All these signals point to the fact that the IPO markets — much like the dolphins sighted in River Ganga during the lockdown days — remained undeterred by the coronavirus.
Happy sectors, sad sectors
Sectors that outperformed in the IPO markets this year included technology and healthcare. Route Mobile, Happiest Minds Technologies, Rossari Biotech, and Gland Pharma saw solid IPOs and debuts, and were among the biggest IPOs overall in 2020.
“The IPO market is showing a preference for emerging business ideas with a futuristic tweak,” IIFL Securities said in a note, adding companies like Happiest Minds and Route Mobile were two good examples of tech plays where value creation could be exponential.
On the other hand, financial sector stocks did not receive too warm a welcome. SBI Cards and CAMS saw good traction during their IPO allotments, but their performance has been lacklustre post-listing.

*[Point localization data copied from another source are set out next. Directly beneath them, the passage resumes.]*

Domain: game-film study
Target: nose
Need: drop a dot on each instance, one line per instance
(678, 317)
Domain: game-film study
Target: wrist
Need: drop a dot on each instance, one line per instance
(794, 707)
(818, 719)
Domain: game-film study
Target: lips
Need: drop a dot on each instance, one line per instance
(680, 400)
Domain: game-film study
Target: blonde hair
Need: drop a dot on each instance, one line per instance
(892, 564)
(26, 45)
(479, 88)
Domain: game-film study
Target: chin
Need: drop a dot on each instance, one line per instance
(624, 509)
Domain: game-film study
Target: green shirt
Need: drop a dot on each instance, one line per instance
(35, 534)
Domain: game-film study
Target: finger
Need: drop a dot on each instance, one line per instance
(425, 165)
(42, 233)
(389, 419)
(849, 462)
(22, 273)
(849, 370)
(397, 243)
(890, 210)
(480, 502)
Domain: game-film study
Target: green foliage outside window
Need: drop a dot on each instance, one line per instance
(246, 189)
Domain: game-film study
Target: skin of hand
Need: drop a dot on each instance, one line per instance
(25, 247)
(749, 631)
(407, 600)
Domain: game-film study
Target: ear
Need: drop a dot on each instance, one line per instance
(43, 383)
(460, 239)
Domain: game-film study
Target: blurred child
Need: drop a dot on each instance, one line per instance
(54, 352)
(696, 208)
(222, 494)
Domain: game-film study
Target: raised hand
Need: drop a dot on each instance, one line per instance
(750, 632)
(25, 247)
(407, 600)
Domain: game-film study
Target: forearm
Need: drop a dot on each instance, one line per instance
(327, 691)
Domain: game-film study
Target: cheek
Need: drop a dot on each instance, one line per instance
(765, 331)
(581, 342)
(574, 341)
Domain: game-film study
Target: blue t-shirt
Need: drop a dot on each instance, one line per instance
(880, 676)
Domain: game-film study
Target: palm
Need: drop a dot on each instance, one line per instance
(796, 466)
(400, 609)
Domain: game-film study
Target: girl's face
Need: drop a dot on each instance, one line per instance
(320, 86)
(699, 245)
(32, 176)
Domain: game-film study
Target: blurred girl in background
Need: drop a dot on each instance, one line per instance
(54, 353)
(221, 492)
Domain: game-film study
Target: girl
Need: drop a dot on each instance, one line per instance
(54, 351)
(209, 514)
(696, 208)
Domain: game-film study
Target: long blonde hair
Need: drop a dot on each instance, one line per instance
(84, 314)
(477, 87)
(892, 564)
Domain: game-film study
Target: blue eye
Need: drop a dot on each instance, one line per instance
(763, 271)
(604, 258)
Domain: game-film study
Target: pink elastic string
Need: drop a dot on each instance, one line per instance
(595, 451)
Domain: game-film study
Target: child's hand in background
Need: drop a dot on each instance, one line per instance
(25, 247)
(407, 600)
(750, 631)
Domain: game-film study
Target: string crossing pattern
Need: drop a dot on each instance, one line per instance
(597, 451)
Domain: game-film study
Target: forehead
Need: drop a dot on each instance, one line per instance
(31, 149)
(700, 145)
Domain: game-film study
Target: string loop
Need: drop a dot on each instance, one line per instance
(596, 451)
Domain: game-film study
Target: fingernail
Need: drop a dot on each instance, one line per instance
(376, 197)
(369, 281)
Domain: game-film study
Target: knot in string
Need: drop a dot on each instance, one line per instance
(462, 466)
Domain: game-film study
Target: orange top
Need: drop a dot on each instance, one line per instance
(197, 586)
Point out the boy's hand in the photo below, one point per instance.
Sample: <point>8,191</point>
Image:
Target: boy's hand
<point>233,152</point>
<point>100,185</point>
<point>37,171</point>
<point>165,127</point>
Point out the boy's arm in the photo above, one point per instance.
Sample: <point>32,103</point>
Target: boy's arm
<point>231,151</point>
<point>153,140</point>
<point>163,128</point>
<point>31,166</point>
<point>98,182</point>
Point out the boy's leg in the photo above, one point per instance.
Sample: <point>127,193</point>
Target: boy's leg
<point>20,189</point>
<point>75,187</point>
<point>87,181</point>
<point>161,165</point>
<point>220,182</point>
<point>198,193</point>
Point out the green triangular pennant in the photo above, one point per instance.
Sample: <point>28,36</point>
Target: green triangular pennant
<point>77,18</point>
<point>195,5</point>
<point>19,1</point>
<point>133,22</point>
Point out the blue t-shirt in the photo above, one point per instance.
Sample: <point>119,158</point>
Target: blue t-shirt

Angel Broking and UTI AMC sales saw a lukewarm response to their IPOs, and haven’t fared very well in market trading either.
Investors have also been gung-ho about REITs given the crash in the commercial real-estate sector.
What’s in store for the IPO market in 2021?
In 2021, healthcare, technology, and IT services stocks will remain in focus as the world adapts to a new way of life. The imminent arrival of the COVID-19 vaccine could boost the infrastructure sector too as companies set up cold storage facilities.
LIC, Kalyan Jewellers, Grofers, Lodha Developers,Education, Barbeque Nation, NSE, and JSW Cements are some notable IPO hopefuls expected to come very soon — if not in December, at least as early as February.
On the balance, investors seem excited about IPOs in the new year with several prominent startups expected to head to the capital markets soon, along with other well-established businesses.